The launch of the new regime is the culmination of over three years of collaboration between the (re)insurance industry, and in particular the London Market Group, the UK’s HM Treasury, the Prudential Regulation Authority (PRA) and the Financial Conduct Authority (FCA) to implement the legislation that will help position London as a hub for the ongoing development of the ILS market.

The ILS framework provides an excellent example of how an industry body, such as the London Market Group, can work collaboratively with Government to bring innovative and long-lasting benefits to the UK (re)insurance economy.

Coming into force in December 2017, the UK Risk Transformation Regulations 2017 have already enabled the authorisation of two insurance special purpose vehicles (ISPV) with over $350m of securities issued to support the transfer of risk to these vehicles.

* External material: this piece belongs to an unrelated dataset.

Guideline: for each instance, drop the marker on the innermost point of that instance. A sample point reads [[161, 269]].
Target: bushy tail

The legislation is robust and the bespoke tax regime that allows the qualifying risk transformation vehicles to be exempt from corporation tax and the securities issued to be exempt from both withholding tax and stamp duty provides an internationally competitive framework.

From a regulatory perspective, its implementation has proved a steep learning curve, and the PRA has been extremely diligent with the application process. The body should be complemented on the resource levels deployed to assess applications and we must recognise the challenges involved in ensuring all components of the Solvency II regulations for ISPVs are fully satisfied as with each authorisation they are setting market precedents.

It is also important to understand the regulatory environment of each cedant, to enable them to obtain full capital credit for risks transferred to UK ISPVs (for example, Regulation 114 trust arrangements for US insurers).

The degree of diligence undertaken by the PRA requires patience on the part of the industry. Practitioners must work proactively with the body to aid their understanding and mitigate any concerns. Particularly with the three mandatory conditions regarding the contractual arrangements to transfer risk to an ISPV, namely (a) that the ISPV is at all times fully funded, (b) that the transfer of risk is effective in all circumstances and (c) that the claims of investors are at all times subordinated to the (re)insurance obligations of the ISPV.

A lot of effort has already been invested to develop the UK ILS framework and this is helping to generate a robust pipeline of new applications in which Guy Carpenter is actively involved. I firmly believe that the ILS regime provides a landmark opportunity to strengthen London’s influence in the global (re)insurance market and secure a strong position in this rapidly evolving and expanding sector.

Potential new investors and risk transfer counterparties must accept that the PRA will maintain rigorous application processes – this is not simply a case of “rubber stamping” applications. The market would expect London to operate to the highest standard. However, this needs to be a standard that is commercially competitive and leads to a growth in business and employment opportunities for the UK economy.